Teddy Roosevelt invented the concept of public lands and launched the national park system. FDR lifted up a nation that had been brought to bankruptcy by private greed, conceiving a program of public works that, still today, staggers the imagination. He made care for the aged, halt and helpless an American Commandment. Dwight Eisenhower expanded the public realm to the nation’s highways, Richard Nixon to the nation’s fragile environment. Lyndon Johnson restored black Americans to the public conversation by re-affirming their every stolen right, in particular the right to vote.
Barack Obama took up the cause of public health that had been fostered by both Roosevelts, by Harry Truman, by Johnson, Nixon and Bill Clinton and finally made it happen.
When Woody Guthrie sang, “This land your land, this land is my land, from California to the New York island,” he wasn’t just whistling “Dixie.” He was articulating a concept of nationhood that did not exist anywhere on earth before July Fourth, 1776.
It’s a concept that has had to fight for its life, even in the land of its creation. You hear talk, from our aspiring nobility, about “market solutions” to public problems. They mutter that our “failing” public schools and our great land-grant universities are “government indoctrination centers.” They’ve twisted the public idea into what they call the “deep state.” They want to convince us, the public, that the public idea has been subverted. They propose to replace the public trust with a handful of wise white men — an elite, if you will — who know better than we.
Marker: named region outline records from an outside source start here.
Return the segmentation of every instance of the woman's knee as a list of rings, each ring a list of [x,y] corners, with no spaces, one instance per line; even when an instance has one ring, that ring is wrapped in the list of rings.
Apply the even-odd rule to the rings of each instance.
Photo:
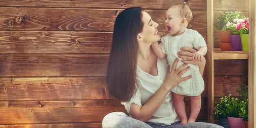
[[[128,117],[125,113],[121,112],[115,112],[108,114],[103,118],[102,128],[113,128],[118,126],[122,119]]]

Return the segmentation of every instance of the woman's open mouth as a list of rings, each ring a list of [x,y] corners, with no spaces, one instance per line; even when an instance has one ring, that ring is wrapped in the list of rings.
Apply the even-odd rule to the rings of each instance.
[[[158,31],[157,31],[155,33],[154,33],[154,35],[159,35]]]

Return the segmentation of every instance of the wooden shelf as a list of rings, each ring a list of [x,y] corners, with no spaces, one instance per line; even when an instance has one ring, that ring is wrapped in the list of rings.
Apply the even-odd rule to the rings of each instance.
[[[247,52],[214,51],[214,60],[248,59]]]

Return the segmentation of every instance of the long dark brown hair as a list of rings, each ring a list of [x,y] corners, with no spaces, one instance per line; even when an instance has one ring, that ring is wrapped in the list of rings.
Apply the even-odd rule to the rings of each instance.
[[[106,79],[110,93],[121,102],[129,101],[136,88],[137,37],[144,25],[142,11],[139,7],[126,9],[115,23]]]

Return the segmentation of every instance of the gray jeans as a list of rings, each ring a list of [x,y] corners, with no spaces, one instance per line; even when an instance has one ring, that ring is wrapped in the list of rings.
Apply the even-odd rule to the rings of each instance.
[[[113,112],[107,115],[102,121],[102,128],[224,128],[216,124],[195,122],[179,125],[175,122],[172,125],[162,126],[149,122],[146,123],[128,116],[122,112]]]

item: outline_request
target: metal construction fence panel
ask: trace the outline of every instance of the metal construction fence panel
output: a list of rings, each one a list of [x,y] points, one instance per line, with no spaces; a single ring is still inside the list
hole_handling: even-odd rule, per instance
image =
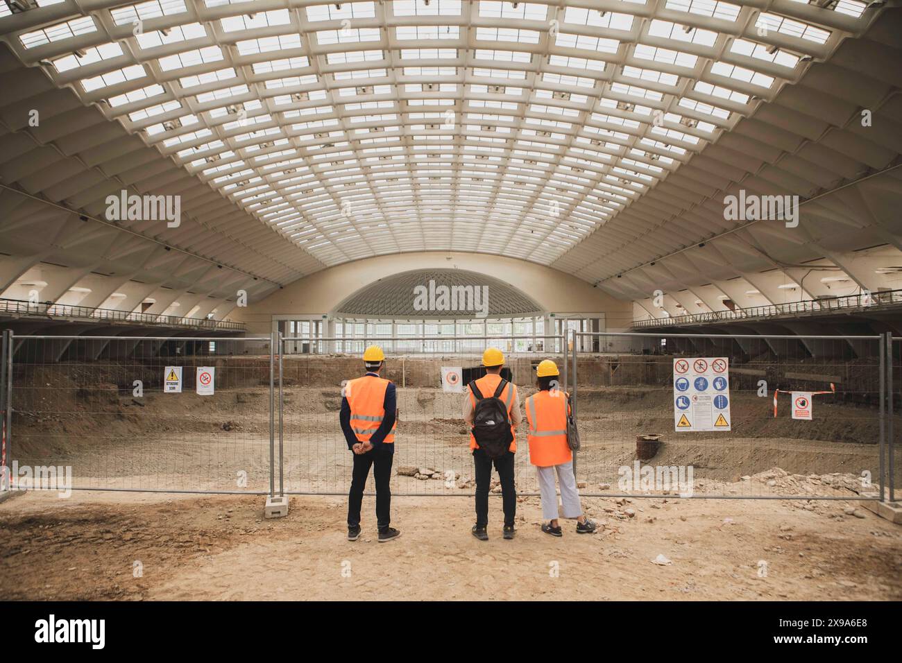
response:
[[[531,340],[530,336],[530,340]],[[563,336],[538,336],[548,347],[566,348]],[[296,338],[286,336],[290,346]],[[477,337],[464,345],[444,338],[382,338],[343,342],[345,356],[281,357],[283,410],[281,418],[283,449],[283,487],[287,493],[346,494],[354,464],[338,417],[344,385],[364,373],[361,356],[367,345],[379,344],[386,352],[383,376],[395,383],[398,424],[392,463],[391,491],[405,495],[467,495],[474,491],[470,434],[464,421],[465,382],[483,374],[483,350],[501,347],[517,337]],[[553,345],[554,344],[554,345]],[[408,354],[410,352],[410,355]],[[535,391],[535,365],[554,359],[566,369],[566,355],[521,352],[507,355],[504,375],[517,385],[520,411],[527,395]],[[442,368],[461,369],[456,386],[446,391]],[[562,376],[562,382],[566,375]],[[447,388],[453,389],[454,385]],[[518,493],[537,493],[535,469],[526,452],[525,415],[516,432],[515,482]],[[495,477],[497,479],[497,476]],[[372,481],[372,480],[371,480]],[[372,483],[371,483],[372,485]],[[280,492],[277,489],[277,493]]]
[[[535,391],[535,366],[550,358],[574,397],[583,494],[895,499],[902,338],[627,332],[539,338],[540,346],[530,341],[519,352],[510,336],[466,339],[466,349],[459,339],[449,345],[435,337],[323,338],[321,353],[293,355],[298,337],[278,334],[5,332],[3,478],[17,488],[69,477],[76,490],[346,494],[353,455],[339,425],[342,389],[363,374],[365,345],[378,343],[386,348],[384,375],[397,390],[396,494],[473,494],[466,396],[453,390],[482,375],[483,349],[496,346],[507,353],[506,376],[520,393],[520,494],[538,493],[523,401]],[[724,360],[723,391],[713,389],[714,373],[709,392],[689,387],[696,359],[711,366]],[[686,363],[685,391],[677,388],[679,362]],[[443,383],[443,369],[455,369],[455,384]],[[711,429],[685,429],[680,416],[704,414],[694,397],[706,395]],[[714,426],[718,414],[728,426]],[[496,482],[494,474],[493,490]]]
[[[269,492],[270,339],[5,338],[11,487]]]
[[[848,499],[885,483],[885,336],[576,336],[631,349],[574,344],[586,493]]]

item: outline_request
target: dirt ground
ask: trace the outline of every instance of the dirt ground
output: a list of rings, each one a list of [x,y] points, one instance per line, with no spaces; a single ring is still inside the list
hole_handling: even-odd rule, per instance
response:
[[[268,489],[269,394],[259,371],[224,367],[213,398],[139,399],[133,367],[106,369],[118,373],[79,364],[26,376],[33,386],[15,391],[11,458],[69,465],[81,488]],[[341,496],[294,496],[287,518],[267,520],[263,498],[253,495],[17,493],[0,503],[0,599],[902,598],[902,528],[855,502],[862,473],[879,476],[872,404],[825,400],[815,421],[786,411],[775,419],[769,398],[737,390],[732,432],[680,435],[671,432],[672,390],[652,382],[580,388],[584,494],[621,492],[618,468],[632,466],[636,435],[658,432],[664,444],[649,463],[693,467],[696,495],[842,499],[690,500],[663,489],[586,497],[601,531],[578,536],[568,522],[561,539],[538,529],[538,499],[524,494],[517,539],[505,541],[493,498],[492,539],[480,542],[469,532],[473,498],[461,494],[473,490],[461,396],[402,387],[392,490],[427,494],[393,501],[400,540],[377,543],[372,497],[364,536],[350,543]],[[337,383],[286,387],[289,491],[346,493],[340,399]],[[521,441],[516,461],[521,493],[537,488],[526,448]]]
[[[584,498],[601,531],[555,539],[521,498],[508,541],[493,499],[481,542],[471,500],[396,498],[403,534],[378,544],[370,497],[349,542],[337,497],[265,520],[254,496],[22,493],[0,503],[0,599],[902,599],[902,528],[851,501]]]

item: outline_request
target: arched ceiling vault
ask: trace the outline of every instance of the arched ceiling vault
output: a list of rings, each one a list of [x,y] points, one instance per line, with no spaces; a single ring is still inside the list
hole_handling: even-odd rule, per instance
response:
[[[900,247],[894,4],[5,0],[0,277],[64,265],[55,296],[219,316],[237,289],[400,252],[630,299],[844,270]],[[78,219],[122,189],[181,196],[181,225]],[[810,199],[799,232],[737,230],[739,189]]]
[[[448,300],[444,307],[441,288],[446,289],[444,296]],[[418,301],[418,293],[424,297],[422,301]],[[424,308],[423,303],[428,306]],[[511,318],[541,312],[532,298],[509,283],[451,269],[414,270],[380,279],[336,309],[337,316],[382,318]]]

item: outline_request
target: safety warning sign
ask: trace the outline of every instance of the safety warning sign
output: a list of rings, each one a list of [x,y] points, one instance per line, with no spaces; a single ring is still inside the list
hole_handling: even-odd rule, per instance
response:
[[[460,366],[442,366],[442,391],[464,393],[464,369]]]
[[[811,421],[811,391],[792,392],[792,418]]]
[[[726,357],[674,359],[676,432],[730,430],[730,377]]]
[[[181,393],[181,366],[167,366],[163,372],[163,392]]]
[[[216,385],[216,367],[198,366],[198,393],[200,396],[212,396]]]

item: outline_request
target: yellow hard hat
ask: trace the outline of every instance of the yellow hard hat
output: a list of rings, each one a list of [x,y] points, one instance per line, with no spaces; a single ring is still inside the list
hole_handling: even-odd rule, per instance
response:
[[[504,354],[497,347],[487,347],[483,353],[483,365],[491,368],[504,364]]]
[[[557,370],[557,364],[550,359],[543,359],[536,367],[536,375],[540,378],[547,378],[549,375],[560,374],[560,371]]]
[[[385,353],[382,352],[382,348],[379,347],[379,345],[370,345],[364,351],[364,361],[384,362]]]

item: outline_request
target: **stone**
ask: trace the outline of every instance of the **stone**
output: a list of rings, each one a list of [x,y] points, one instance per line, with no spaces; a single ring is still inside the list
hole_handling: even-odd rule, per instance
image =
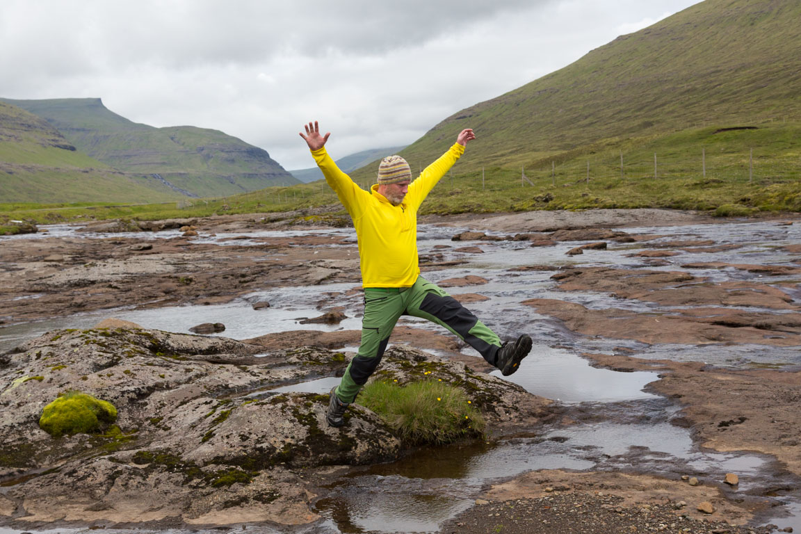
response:
[[[449,278],[441,280],[438,285],[440,287],[463,287],[465,286],[480,286],[486,283],[487,279],[474,275],[468,275],[463,278]]]
[[[477,241],[485,235],[484,232],[465,231],[452,237],[451,241]]]
[[[195,334],[215,334],[225,331],[225,325],[222,323],[202,323],[189,329]]]
[[[341,311],[328,311],[328,313],[323,314],[320,317],[304,319],[300,321],[300,324],[339,324],[346,319],[348,319],[348,315]]]
[[[125,321],[122,319],[115,319],[110,317],[108,319],[104,319],[97,324],[95,324],[93,328],[141,328],[142,327],[135,323],[131,323],[131,321]]]

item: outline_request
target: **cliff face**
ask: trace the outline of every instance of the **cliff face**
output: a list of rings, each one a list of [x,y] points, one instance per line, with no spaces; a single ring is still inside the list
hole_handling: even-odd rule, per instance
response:
[[[166,181],[189,196],[298,183],[269,154],[221,131],[138,124],[99,98],[6,100],[44,118],[78,151],[120,171]]]
[[[87,155],[41,117],[0,102],[0,203],[155,202],[170,195],[151,179]]]

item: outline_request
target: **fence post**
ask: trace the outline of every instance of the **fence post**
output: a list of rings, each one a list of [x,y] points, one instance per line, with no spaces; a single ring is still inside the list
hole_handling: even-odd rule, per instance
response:
[[[751,149],[751,155],[748,156],[748,183],[754,181],[754,149]]]

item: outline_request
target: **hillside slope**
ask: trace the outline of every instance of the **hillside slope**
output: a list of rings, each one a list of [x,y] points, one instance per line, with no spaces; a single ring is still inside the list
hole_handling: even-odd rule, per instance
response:
[[[402,155],[433,161],[472,127],[477,139],[461,171],[549,171],[554,159],[625,151],[690,128],[799,122],[799,43],[797,0],[706,0],[453,114]]]
[[[266,151],[221,131],[138,124],[99,98],[4,101],[45,118],[90,156],[183,195],[224,196],[297,183]]]
[[[158,181],[87,156],[44,119],[0,102],[0,203],[142,203],[171,195]]]
[[[390,147],[388,148],[375,148],[368,151],[361,151],[360,152],[351,154],[350,155],[337,159],[336,161],[336,167],[340,167],[342,172],[348,173],[352,171],[364,167],[368,163],[372,163],[380,158],[385,158],[393,154],[397,154],[403,149],[404,147]],[[376,168],[378,168],[377,166]],[[292,176],[298,179],[304,183],[308,183],[309,182],[314,182],[316,180],[321,180],[324,179],[323,171],[317,167],[310,167],[308,169],[298,169],[296,171],[290,171],[289,172],[292,173]]]

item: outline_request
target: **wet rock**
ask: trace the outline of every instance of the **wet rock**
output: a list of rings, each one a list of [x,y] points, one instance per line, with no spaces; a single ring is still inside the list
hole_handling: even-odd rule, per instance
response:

They claim Jefferson, Washington, Madison as their forebears.
“Trust us,” they say.
But, there’s this. A financial empire — immensely powerful and packed with rich, brainy guys — incorporated in the USA, headquartered in Ireland or Barbados, funded by banks in Cyprus and Russia, cosseted by theocrats in the Middle East and married to a dozen mobs in a thousand invisible deals, is accountable to no one, not even to its boards of directors, nor to its clueless shareholders and absolutely not to the public. Catch one of these vast fiefdoms cheating, stealing, lying, destroying an economy and… oops! Poof! Gone, like Alice’s rabbit, into a black hole of tax havens and bankruptcy dodges.
The point of private power is that it’s not public. Nor does it need a republic. It is kings and popes in capitalist raiment. Private power — what FDR called “organized money” — merits no trust, public or otherwise, because its every move is secret.
Better we should trust ourselves. However competent or incompetent our elected representatives, they govern by law, in the open. Our republic is public, accountable to us, the people. If we fail to hold the worse of our chosen delegates to account, the fault is ours.
America, at our best, has been better than La Samaritaine. Here, Jesus, a stranger, could get his drink, a bucket of water, a whole river, with no questions about his alien faith or where he’s from. The motto that always comes to the American mind, especially in hard times, is, “There, but for fortune, go I.”
We have a new potentate, a walking corporation with a million private secrets, who calls our White House “a real dump,” because it has no gold-plated faucets. His motto?
“I’ve got my fortune. Go get yours.”
Great screed, David. “Better we should trust ourselves. However competent or incompetent our elected representatives, they govern by law, in the open.” I couldn’t agree more, our public lands and parks are a national treasure. BTW?…I’m glad I had your website bookmarked, so I could find this and read it. The link from FB was broken.